The shock move by Opec+ triggered a rally in Brent prices higher than annual average levels needed for the region’s largest producers, including Saudi Arabia, to balance their budgets this year

The average price needed to balance GCC members’ current accounts is lower at $50 per barrel, Goldman said, giving comfort regarding the external outlook and the resilience of currency pegs, even if prices decline from current levels.

“The implications for sovereign balance sheets, creditworthiness and debt markets would be significant,” according to Soussa, “but we highlight the likelihood that some of the fiscal space afforded by higher oil prices is likely to be erased by higher spending.”

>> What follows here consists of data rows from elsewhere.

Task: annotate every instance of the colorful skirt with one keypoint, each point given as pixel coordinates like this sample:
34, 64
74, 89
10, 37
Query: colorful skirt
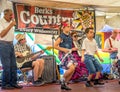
66, 59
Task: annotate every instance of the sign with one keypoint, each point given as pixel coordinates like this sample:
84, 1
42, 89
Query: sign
44, 20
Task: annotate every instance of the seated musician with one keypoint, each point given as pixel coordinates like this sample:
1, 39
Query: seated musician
37, 65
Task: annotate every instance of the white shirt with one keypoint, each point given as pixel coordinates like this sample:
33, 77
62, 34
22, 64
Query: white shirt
10, 35
113, 43
89, 46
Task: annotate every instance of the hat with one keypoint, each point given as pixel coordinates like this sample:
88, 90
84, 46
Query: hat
20, 36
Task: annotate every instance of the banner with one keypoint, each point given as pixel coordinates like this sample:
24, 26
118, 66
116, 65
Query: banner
46, 20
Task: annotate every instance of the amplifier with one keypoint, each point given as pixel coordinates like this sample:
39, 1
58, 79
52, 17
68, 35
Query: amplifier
49, 73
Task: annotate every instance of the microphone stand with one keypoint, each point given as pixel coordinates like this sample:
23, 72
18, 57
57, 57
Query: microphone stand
54, 66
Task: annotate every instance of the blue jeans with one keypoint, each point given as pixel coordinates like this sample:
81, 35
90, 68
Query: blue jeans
92, 64
8, 60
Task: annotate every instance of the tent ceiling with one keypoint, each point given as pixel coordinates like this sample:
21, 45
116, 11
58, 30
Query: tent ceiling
104, 5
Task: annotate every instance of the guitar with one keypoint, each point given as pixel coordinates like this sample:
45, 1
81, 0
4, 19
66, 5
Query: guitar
21, 60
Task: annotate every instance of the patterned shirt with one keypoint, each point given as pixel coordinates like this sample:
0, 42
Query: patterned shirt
22, 48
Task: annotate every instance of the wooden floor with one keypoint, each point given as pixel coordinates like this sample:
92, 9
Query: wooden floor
110, 86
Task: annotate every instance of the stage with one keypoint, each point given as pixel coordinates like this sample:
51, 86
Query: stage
110, 86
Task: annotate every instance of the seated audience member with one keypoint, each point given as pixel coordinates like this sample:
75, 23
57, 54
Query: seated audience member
80, 71
110, 46
37, 65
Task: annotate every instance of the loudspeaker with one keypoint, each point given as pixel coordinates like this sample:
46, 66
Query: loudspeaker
49, 73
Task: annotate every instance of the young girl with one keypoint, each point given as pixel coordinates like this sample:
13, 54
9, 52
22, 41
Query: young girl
64, 45
89, 48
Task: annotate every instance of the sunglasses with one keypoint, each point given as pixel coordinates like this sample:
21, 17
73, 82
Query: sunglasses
75, 36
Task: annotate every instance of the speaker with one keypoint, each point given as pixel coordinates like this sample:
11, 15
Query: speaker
49, 73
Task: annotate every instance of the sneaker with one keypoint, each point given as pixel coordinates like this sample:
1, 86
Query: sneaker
64, 87
97, 82
41, 80
37, 83
88, 84
17, 86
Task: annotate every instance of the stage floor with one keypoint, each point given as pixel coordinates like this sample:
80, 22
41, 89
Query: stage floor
110, 86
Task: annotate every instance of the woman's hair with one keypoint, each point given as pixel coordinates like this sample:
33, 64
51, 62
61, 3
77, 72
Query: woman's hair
87, 30
63, 24
73, 32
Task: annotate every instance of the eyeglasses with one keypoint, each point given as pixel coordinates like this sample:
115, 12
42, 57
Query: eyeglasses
22, 39
75, 36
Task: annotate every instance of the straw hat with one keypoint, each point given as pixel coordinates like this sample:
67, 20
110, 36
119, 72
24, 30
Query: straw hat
20, 36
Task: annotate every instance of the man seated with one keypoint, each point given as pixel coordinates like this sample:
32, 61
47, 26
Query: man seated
37, 65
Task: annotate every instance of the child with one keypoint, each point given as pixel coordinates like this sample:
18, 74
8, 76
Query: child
64, 45
89, 48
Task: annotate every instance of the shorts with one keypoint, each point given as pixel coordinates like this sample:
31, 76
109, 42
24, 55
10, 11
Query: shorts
92, 64
27, 64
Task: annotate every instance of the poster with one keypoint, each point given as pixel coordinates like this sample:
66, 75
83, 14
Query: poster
47, 20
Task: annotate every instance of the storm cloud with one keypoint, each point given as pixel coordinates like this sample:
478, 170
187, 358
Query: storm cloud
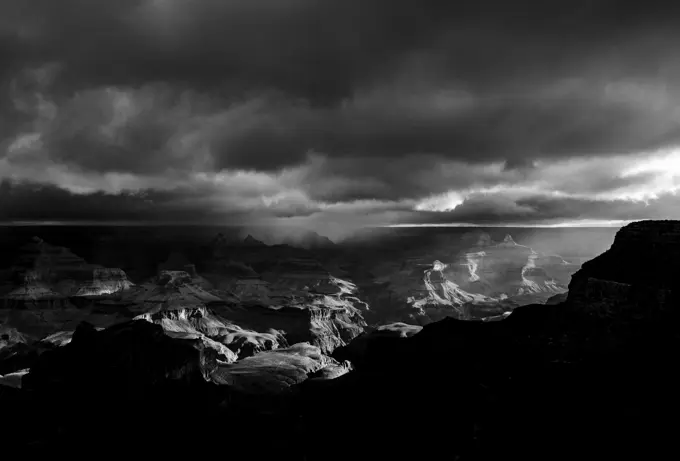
370, 111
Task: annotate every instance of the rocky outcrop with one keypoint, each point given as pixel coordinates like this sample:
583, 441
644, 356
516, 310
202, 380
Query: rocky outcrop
142, 356
599, 362
276, 371
324, 327
633, 284
105, 281
13, 379
229, 340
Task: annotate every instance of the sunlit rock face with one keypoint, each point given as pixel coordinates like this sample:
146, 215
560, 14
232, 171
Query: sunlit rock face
276, 371
634, 282
10, 336
33, 291
13, 379
169, 289
429, 294
230, 340
509, 270
105, 281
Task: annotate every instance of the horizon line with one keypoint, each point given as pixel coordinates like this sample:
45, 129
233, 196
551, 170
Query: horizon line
569, 224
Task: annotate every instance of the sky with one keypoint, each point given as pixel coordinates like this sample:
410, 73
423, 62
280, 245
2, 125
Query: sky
338, 114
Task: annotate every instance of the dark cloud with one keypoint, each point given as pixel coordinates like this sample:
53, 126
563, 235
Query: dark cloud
28, 201
543, 209
387, 100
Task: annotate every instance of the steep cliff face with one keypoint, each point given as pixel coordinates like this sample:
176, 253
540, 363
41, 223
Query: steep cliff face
635, 281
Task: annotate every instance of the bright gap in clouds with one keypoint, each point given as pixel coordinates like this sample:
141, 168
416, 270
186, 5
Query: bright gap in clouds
576, 223
633, 178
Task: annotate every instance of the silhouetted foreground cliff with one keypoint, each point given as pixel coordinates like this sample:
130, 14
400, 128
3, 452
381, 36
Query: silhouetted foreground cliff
593, 377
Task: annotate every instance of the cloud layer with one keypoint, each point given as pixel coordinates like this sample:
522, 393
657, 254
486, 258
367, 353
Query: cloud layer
339, 112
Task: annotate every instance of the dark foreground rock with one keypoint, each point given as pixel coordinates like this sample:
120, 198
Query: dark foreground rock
591, 378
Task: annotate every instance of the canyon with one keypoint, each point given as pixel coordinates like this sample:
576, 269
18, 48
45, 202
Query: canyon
309, 353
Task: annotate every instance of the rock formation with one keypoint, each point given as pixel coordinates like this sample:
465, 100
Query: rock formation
105, 281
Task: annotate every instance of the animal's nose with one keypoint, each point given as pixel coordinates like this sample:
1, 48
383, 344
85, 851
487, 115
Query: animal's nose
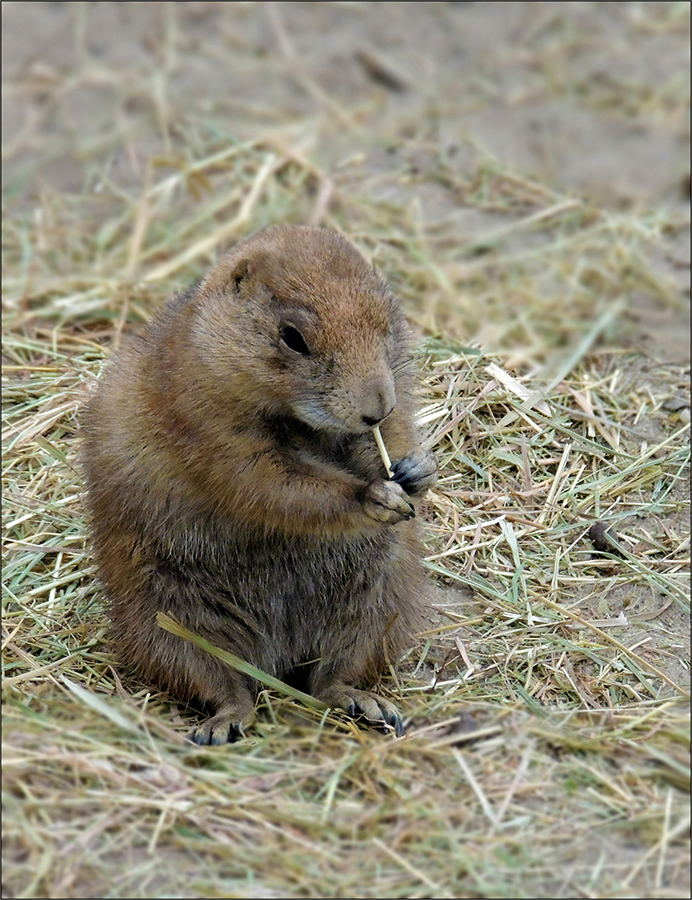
380, 401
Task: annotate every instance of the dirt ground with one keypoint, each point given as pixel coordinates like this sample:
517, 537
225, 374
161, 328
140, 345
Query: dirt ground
580, 95
582, 98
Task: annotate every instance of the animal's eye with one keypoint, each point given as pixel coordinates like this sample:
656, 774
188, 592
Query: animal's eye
294, 340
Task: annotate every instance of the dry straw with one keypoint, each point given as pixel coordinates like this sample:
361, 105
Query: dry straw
548, 729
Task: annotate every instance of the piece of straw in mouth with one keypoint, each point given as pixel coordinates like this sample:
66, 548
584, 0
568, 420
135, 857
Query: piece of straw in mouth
383, 451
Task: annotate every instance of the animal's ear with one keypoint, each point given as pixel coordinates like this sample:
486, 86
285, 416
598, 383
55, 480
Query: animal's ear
239, 273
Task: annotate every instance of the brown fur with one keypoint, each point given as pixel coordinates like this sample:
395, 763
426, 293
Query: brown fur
234, 481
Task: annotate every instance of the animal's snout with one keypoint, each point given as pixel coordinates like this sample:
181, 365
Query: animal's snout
379, 399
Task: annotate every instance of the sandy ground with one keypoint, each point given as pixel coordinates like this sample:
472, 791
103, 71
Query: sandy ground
583, 97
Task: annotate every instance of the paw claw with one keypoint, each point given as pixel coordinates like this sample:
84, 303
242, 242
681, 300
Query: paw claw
416, 472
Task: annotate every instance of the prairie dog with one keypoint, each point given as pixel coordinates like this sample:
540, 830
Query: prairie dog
235, 483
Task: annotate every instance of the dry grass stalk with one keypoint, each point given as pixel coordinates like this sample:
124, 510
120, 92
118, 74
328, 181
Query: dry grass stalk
545, 697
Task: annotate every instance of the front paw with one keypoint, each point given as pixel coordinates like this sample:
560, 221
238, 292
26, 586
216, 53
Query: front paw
386, 502
364, 705
416, 472
220, 729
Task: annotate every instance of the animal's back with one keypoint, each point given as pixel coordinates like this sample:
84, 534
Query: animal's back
259, 514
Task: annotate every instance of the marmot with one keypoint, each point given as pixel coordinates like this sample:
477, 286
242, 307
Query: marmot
234, 481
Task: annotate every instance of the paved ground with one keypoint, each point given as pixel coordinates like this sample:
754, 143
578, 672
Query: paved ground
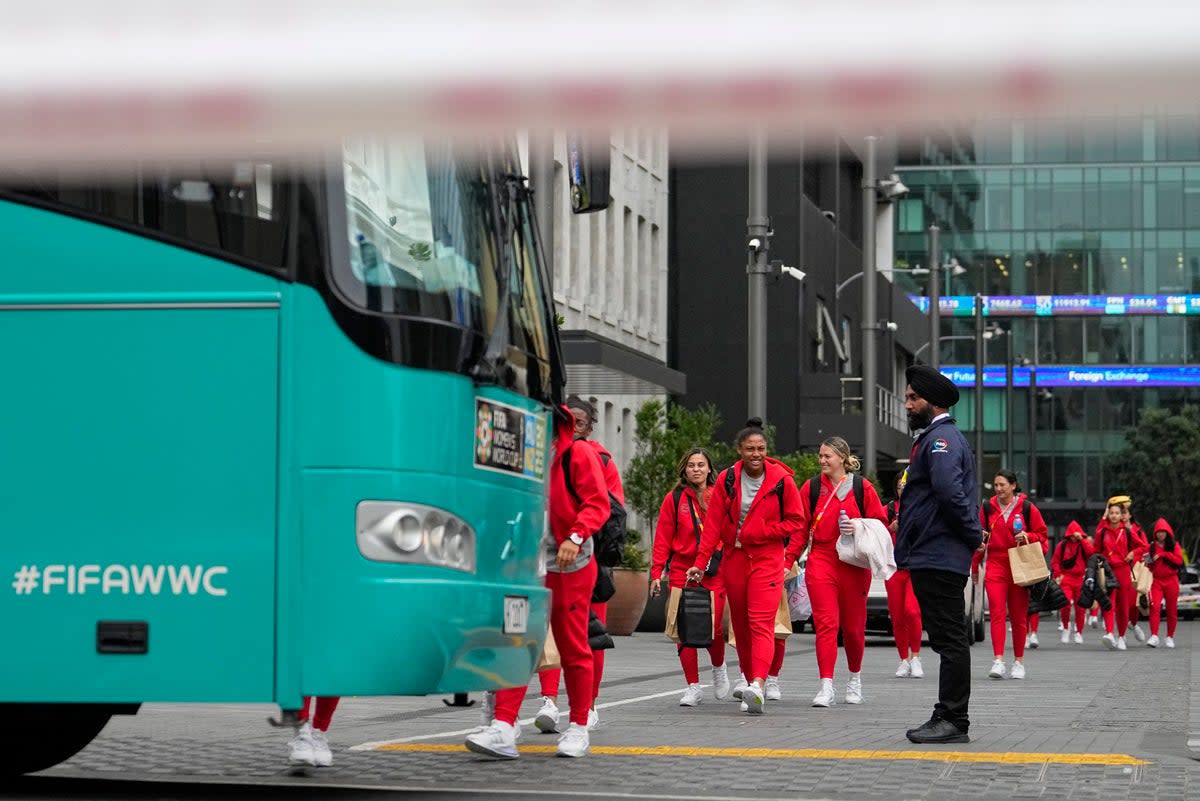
1087, 723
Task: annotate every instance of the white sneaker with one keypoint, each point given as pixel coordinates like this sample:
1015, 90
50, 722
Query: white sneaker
498, 740
691, 697
321, 750
574, 742
487, 709
547, 716
753, 698
300, 747
855, 688
825, 697
720, 682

Rystad Energy analyst said the crucial Opec+ meeting’s outcome is a win for the restraint-minded Saudi Arabia and other supply doves in the group, who are happy to see oil prices near $70 per barrel to plump up ailing budget deficits. At the same time, the decision seems to keep everybody happy as both Russia and Saudi Arabia kind of both got it their way.

If oil prices stay at current levels, “we would see fiscal surpluses for the larger GCC economies,” said Monica Malik, chief economist at Abu Dhabi Commercial Bank.

“This provides more fiscal space to support economic activity and recovery."

Analysts at Goldman Sachs Group Inc. and JPMorgan Chase & Co. raised their price forecasts for Brent after the Opec decision, while Citigroup Inc. said crude could top $70 before the end of this month.

Budget deficits in the Arab Gulf, where economies are reliant on oil, widened after prices crashed. Opec+ agreed last year to take about a tenth of global supply off the market to stem the plunge and while the group has slowly rolled back some of those cuts, it is curtailing more than seven million barrels of daily production.

According to Goldman Sachs, Kuwait is likely to have the biggest improvement in its budget balance from high oil levels, with its shortfall narrowing by around 15 percentage points of gross domestic product this year. Still, the sovereign is facing a liquidity squeeze that “cannot be remedied by higher oil prices alone.”

Over the next three years, Saudi Arabia’s net debt is seen rising to a “still manageable” level at 38 per cent of GDP. Qatar’s fiscal balance is seen swinging from a 5.0 per cent deficit to a surplus of 5.0 per cent of GDP. Oman and Bahrain will probably benefit most from higher oil prices, given their weaker external and fiscal positions.

Other countries in the region are seen having a “more modest improvement” of between 2-4 percentage points of GDP compared with official budgeting.